Insights and potential paths forward bubbled to the surface as we quantified common success factors. For one thing, these women worked harder and longer to get to the top. They were four years older than male counterparts, and worked in a slightly higher number of roles, functions, companies, and industries. They were driven by achieving business results, but also by something more: a sense of purpose and their belief that their company could have a positive impact on the community, employees, and the world around them. In addition, the women CEOs had traits that set them apart, time and again, including courage, risk-taking, resilience, agility, and managing ambiguity. And they understood how to engage the power of teams.

Regrading common backgrounds, the women shared STEM and financial backgrounds that served as a springboard, enabling them to prove themselves with precise, definable outcomes that were also crucial to the success of the business. Yet, despite their evident potential, the women didn’t generally set their sights on becoming CEO; many never even considered it until a boss or mentor encouraged them. Instead, they focused on hitting business targets rather than on their personal career advancement.

While we consider all of our client work important, it has been a distinct honor and a real privilege to be intimately involved with research that has such far-reaching potential to enable needed, groundbreaking change. Companies face many novel challenges in our rapidly, ever-morphing, and increasingly competitive business environment.

Significantly, the picture that emerged from our research of women leaders included such traits and competencies as courage and the ability to successfully navigate uncertainty and ambiguity in a constantly shifting environment. This description is, in effect, also a profile of the modern leader, well aligned with key, new challenges that today’s boards are finding in short supply, but high demand.

Moving forward from the research, we are currently building out action steps, including working with a group of Beta companies to apply what we learned to design specific programs geared to cultivating more women leaders. As success builds on success, we hope this initiative will grow exponentially – like pebbles in a pond, each generating its own ripple of change – until critical mass is undeniable.

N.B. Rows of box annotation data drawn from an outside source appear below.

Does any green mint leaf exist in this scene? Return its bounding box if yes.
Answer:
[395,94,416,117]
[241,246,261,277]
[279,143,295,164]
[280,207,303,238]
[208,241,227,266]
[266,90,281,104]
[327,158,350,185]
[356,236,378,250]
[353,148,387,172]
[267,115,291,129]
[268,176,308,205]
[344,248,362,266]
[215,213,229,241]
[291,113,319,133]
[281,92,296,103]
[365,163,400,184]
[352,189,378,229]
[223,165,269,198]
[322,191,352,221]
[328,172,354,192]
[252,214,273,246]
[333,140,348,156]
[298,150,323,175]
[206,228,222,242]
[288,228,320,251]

Longer-term, we envision a world where women – including my own daughter – are developed and encouraged to reach for their highest career aspirations, and where companies can fully utilize this crucial resource. After all, women comprise half of the world’s talent base, and neglecting to leverage that talent is akin to hopping to the finish line on one foot when companies should, instead, be unleashed to pursue their strategic vision at maximum speed, with every resource at their disposal.